One limitation of the dataset, to reiterate, is the restrictions set on the dataset. Specifically, the patients included were all females that were 21+ and of Pima Native American heritage. Initially, this provided our group with 768 observations (in this case, patients); however, after looking at the data, it was clear that there were meaningless 0’s within the dataset. Once these were removed, our group was left with 393 observations/patients. Although 393 rows is not a significantly small sample to analyze, most machine learning algorithms function better with more data points. Having more observations could help significantly increase the accuracy rate within our models and make the models more robust to new incoming data.
As mentioned before, a reason to why this study was restricted to individuals of Pima Native American heritage could be because of the different genetic advantages that make analyzing the cause of diabetes within the sample much simpler. However, there are a plethora of ways to continue analyzing this disease. Although there are more than three different approaches possible, our group has highlighted the three we believe make the most sense in terms of next steps.

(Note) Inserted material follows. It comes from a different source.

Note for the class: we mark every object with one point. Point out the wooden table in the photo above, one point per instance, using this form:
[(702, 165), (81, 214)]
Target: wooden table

Depending on whether the data scientist is interested in understanding Type 1 or Type 2 Diabetes, the dataset could be more detailed and contain whether a patient has Type 1 Diabetes or Type 2 Diabetes, which our dataset did not signify. This could be extremely important in determining factors that may be significant for one type of diabetes but not the other; it can allow the data scientists to conclude similarities and differences between the two varieties of the same disease.
The dataset could contain a wider selection of individuals in terms of age and gender. The age of a patient is extremely important because there are trends where individuals who have Type 1 Diabetes tend to have their illness peaks at the ages 4-7 and 10-14 in children (Reference 4). Although both types of diabetes can occur at any age, Type 1 Diabetes is especially common in children or young adults since it is a result of the immune system and not a result of dietary choices. Having more analysis that solidifies this concept could be beneficial for doctors and diabetes researchers.
Similarly, looking at both females and males could be beneficial in determining which factors are more important in making an individual susceptible to diabetes. Because the human physiology is very different between the two sexes, it could be assumed that different variables lead to a diabetes diagnosis in women compared to men. Seeing how this changes with the increase of age could be an interesting research question for future analysis.
Because our dataset only included patients of Pima Native American heritage, our results are not applicable to other groups of individuals. Therefore, a future study that would be encouraged is analyzing patients who have diverse backgrounds. Not every heritage is known to have genetic and environmental advantages like those of the Pima Native American heritage; therefore, it is critical to repeat this study on a dataset that is more inclusive.